Ao se criar uma coleção de itens como um arranjo (outro nome comum para vetor), é preciso especificar o tipo que cada item deve ter e a quantidade de itens.

int v[100];  // criação de 100 valores do tipo int

Cada item individual pode ser especificado por seu índice, que é um valor inteiro sempre iniciado em zero. Dessa forma, se um vetor v possui \(n\) itens, seu primeiro item é v[0] e seu último, v[\(n-1\)]. Os comandos seguintes ilustram como preencher um vetor v com dados.

int v[100];
for(int i = 0; i < 100; i++)  // de 0 a 99
    v[i] = i;
Dica

A atenção aos índices é sempre importante, tanto para se ter acesso ao item desejado quanto não ultrapassar os limites do vetor, atribuindo valores a áreas que não pertencem à variável.

É sempre importante lembrar que C não faz verificações de acesso fora dos índices válidos e cabe, portanto, ao programador garantir que esse acesso não aconteça.

Quando um vetor é criado, um bloco de memória contínuo é criado, de forma que, por exemplo, os endereços do bytes de v[i] vêm na sequência de v[i - 1].

Se não houver uma atribuição inicial de valores junto com uma declaração local, os valores contidos no vetor devem ser considerados como não iniciados, ou seja, lixo. Se houver uma declaração global, todos os valores conterão bytes nulos, o que implica em zero para inteiros e reais, \0 para caracteres, NULL para ponteiros, mesmo que o tipo base do vetor seja um registro.

No programa C seguinte, dois vetores de double são criados, um global e outro local.
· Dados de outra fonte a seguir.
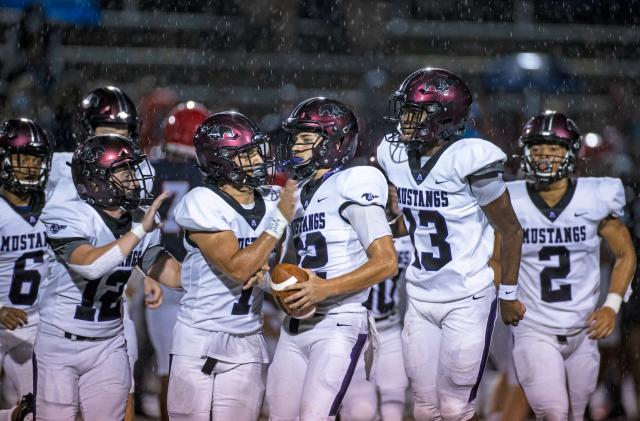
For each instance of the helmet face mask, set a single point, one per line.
(25, 157)
(302, 147)
(231, 148)
(26, 171)
(431, 105)
(547, 163)
(549, 146)
(107, 172)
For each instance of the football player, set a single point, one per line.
(218, 355)
(175, 174)
(451, 193)
(25, 159)
(342, 239)
(80, 347)
(107, 110)
(564, 219)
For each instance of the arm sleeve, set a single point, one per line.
(487, 187)
(201, 210)
(365, 194)
(369, 222)
(63, 247)
(68, 221)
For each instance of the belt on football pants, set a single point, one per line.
(73, 337)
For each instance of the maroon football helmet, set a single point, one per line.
(228, 135)
(550, 127)
(430, 105)
(334, 122)
(20, 138)
(106, 172)
(180, 126)
(108, 106)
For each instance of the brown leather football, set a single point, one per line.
(283, 275)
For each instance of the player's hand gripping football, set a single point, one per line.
(512, 311)
(258, 279)
(288, 200)
(601, 323)
(11, 318)
(309, 293)
(149, 222)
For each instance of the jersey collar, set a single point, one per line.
(551, 213)
(30, 214)
(311, 186)
(252, 216)
(117, 226)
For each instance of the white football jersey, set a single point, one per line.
(384, 298)
(213, 301)
(452, 238)
(560, 267)
(324, 240)
(91, 308)
(60, 187)
(24, 260)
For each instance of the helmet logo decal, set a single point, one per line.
(7, 131)
(331, 109)
(220, 132)
(90, 100)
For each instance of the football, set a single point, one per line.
(284, 275)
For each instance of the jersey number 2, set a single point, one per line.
(426, 260)
(22, 276)
(314, 241)
(561, 271)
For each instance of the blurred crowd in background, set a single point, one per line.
(262, 57)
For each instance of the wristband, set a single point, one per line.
(276, 224)
(508, 292)
(613, 301)
(138, 231)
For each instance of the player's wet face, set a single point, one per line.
(124, 176)
(122, 131)
(26, 167)
(303, 144)
(249, 160)
(547, 157)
Nenhum deles é explicitamente iniciado com valores.

/*
 * Programa mostrando a declaração de vetores
 * Assegura: apresentação da quantidade de valores nulos em cada vetor
 */
#include <stdio.h>

double vetor_global[1000];  // criado com todos itens iguais a zero

int main(void) {
    double vetor_local[1000];  // criado sem iniciação (i.e., contém lixo)
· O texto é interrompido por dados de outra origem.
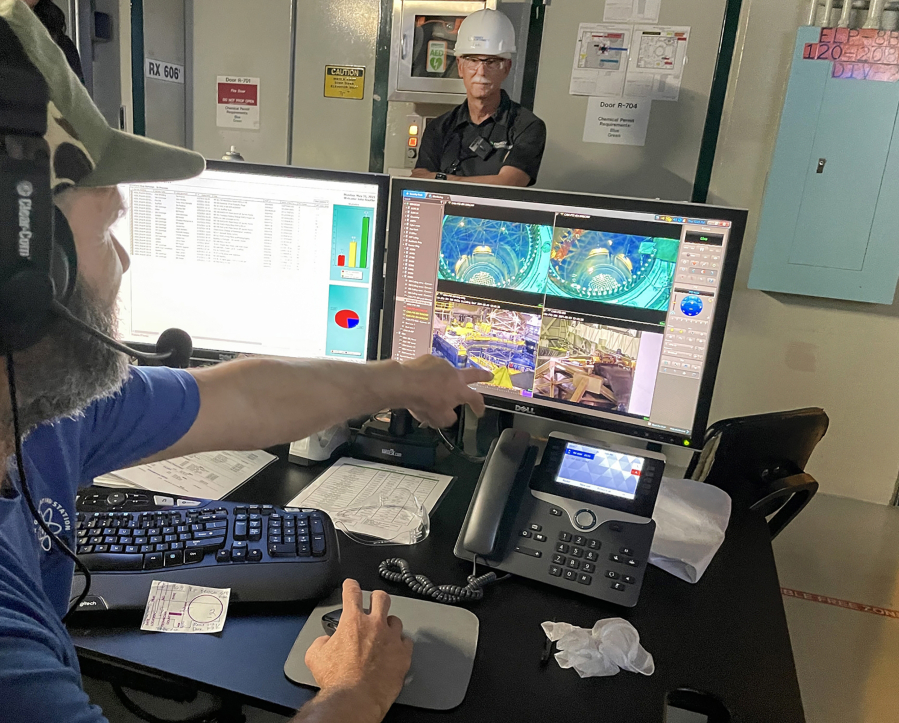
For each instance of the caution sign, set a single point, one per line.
(344, 81)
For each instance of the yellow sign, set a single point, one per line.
(344, 81)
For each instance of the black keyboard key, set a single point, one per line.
(282, 550)
(153, 561)
(103, 563)
(210, 543)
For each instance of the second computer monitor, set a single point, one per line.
(252, 259)
(601, 311)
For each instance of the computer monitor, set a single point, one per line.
(595, 310)
(252, 259)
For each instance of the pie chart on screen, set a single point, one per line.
(346, 319)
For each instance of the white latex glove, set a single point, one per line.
(612, 645)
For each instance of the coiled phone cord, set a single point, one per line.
(397, 570)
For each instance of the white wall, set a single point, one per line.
(782, 351)
(239, 38)
(666, 165)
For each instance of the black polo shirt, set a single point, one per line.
(512, 136)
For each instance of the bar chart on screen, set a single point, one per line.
(350, 238)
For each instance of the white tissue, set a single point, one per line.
(611, 645)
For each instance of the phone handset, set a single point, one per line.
(510, 461)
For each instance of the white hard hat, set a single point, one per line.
(486, 32)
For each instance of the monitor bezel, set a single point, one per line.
(736, 216)
(204, 355)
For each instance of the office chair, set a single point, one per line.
(760, 460)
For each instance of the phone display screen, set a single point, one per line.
(600, 470)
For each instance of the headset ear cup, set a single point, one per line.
(64, 261)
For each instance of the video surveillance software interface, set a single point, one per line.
(250, 263)
(600, 312)
(600, 470)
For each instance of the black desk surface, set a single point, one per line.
(726, 635)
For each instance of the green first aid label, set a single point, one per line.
(436, 56)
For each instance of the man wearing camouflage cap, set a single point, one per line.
(84, 411)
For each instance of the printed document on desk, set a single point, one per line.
(208, 475)
(351, 484)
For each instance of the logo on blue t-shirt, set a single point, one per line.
(56, 518)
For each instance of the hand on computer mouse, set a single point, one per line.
(366, 660)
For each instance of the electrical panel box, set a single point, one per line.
(830, 218)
    int contador_de_zeros_global = 0;
    int contador_de_zeros_local = 0;
    for (int i = 0; i < 1000; i++) {
        if (vetor_global[i] == 0)
            contador_de_zeros_global++;
        if (vetor_local[i] == 0)
            contador_de_zeros_local++;
    }
    printf("No vetor global: %d de 1000 valores zero.\n",
           contador_de_zeros_global);
    printf("No vetor local: %d de 1000 valores zero.\n",
           contador_de_zeros_local);

    return 0;
}
main.c: In function ‘main’:
main.c:17:24: warning: ‘vetor_local’ may be used uninitialized 
[-Wmaybe-uninitialized]
   17 |         if (vetor_local[i] == 0)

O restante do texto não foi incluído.